Confesso que ao início tive receio e hesitei mas acabou por correr tudo com bastante calma. Foi um passo de cada vez, uma etapa de cada vez, um sorriso de cada vez, uma lágrima de cada vez, um beijo de cada vez, um abraço de cada vez, um mimo de cada vez. Foi tudo com bastante calma, dois meses e vinte e quatro dias, para ser mais precisa.
Segredei entre um beijo que tinha que assim ser, com calma. Sussurrei entre uma gargalhada que o tinhas que guardar muito bem e não o podias deixar cair. Com o teu olhar sincero e sereno prometeste-te que assim seria, que terias mais cuidado com o meu do que com o teu.
Mas nem sempre é assim, nem sempre cumprimos as promessas.

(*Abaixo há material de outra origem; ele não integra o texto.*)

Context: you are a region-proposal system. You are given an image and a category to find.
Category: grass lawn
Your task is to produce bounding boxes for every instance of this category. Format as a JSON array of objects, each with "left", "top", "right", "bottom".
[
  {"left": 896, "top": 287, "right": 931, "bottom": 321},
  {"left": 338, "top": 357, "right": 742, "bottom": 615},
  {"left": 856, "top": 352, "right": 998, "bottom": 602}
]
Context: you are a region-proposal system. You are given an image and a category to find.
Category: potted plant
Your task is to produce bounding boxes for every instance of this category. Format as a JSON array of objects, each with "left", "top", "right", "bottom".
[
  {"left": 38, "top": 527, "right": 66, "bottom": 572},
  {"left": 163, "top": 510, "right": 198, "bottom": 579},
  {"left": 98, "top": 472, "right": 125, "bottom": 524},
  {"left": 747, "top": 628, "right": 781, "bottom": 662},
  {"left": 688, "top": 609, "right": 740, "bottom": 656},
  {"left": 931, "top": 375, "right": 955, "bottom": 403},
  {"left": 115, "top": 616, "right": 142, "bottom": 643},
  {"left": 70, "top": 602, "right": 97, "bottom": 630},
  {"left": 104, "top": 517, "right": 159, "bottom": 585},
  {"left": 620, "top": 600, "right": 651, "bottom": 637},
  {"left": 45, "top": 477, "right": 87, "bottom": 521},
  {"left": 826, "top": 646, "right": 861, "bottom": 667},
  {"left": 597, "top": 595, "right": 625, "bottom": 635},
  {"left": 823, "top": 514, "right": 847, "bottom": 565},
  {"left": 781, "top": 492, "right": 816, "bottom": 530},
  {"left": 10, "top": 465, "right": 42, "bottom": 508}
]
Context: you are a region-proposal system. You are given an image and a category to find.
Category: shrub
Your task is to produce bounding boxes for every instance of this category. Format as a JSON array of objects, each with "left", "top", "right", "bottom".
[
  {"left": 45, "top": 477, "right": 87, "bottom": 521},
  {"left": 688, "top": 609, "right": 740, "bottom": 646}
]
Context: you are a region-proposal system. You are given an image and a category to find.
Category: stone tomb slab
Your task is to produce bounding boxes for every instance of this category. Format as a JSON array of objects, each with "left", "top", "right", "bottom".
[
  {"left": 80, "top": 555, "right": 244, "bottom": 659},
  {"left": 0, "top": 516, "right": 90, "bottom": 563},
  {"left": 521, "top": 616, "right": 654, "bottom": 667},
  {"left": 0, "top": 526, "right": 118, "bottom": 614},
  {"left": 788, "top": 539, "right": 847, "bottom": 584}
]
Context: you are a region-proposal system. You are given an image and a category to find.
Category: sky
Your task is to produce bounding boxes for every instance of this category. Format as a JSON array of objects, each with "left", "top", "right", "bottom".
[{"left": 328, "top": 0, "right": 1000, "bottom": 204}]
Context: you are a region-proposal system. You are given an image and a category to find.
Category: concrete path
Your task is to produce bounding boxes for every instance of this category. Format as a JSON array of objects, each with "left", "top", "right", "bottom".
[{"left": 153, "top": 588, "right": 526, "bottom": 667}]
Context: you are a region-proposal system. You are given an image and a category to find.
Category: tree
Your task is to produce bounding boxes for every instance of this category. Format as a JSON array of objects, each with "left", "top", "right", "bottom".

Por vezes as nossas mãos não têm força suficiente para guardar algo tão precioso. Por vezes as nossas mãos quebram-se como vidros frios numa manhã de Inverno gelada.
Talvez a vida seja mesmo feita de chegadas e partidas de quem tem incertezas e receio de que ficar é o melhor a fazer. Porém nem sempre sabemos para onde partem nem para onde partir, é uma eterna incerteza.
A culpa talvez seja minha que sempre andei perdida como uma dúzia de estilhaços sem rumo, sem paradeiro. Sou feita de suspiros e lágrimas que corroem o meu coração. No fim até me ensinas-te a curá-lo, por isso não me surpreendi e não me magoei.
Agora espero que, no silêncio, estejamos sempre como fugitivos de um amor que receamos, de um sentimento de gente crescida, que nos assusta. Mas que ainda assim nos lembramos do que fomos, do que somos e do que seremos.
O passado nunca será como o presente e o futuro será como nós quisermos que seja.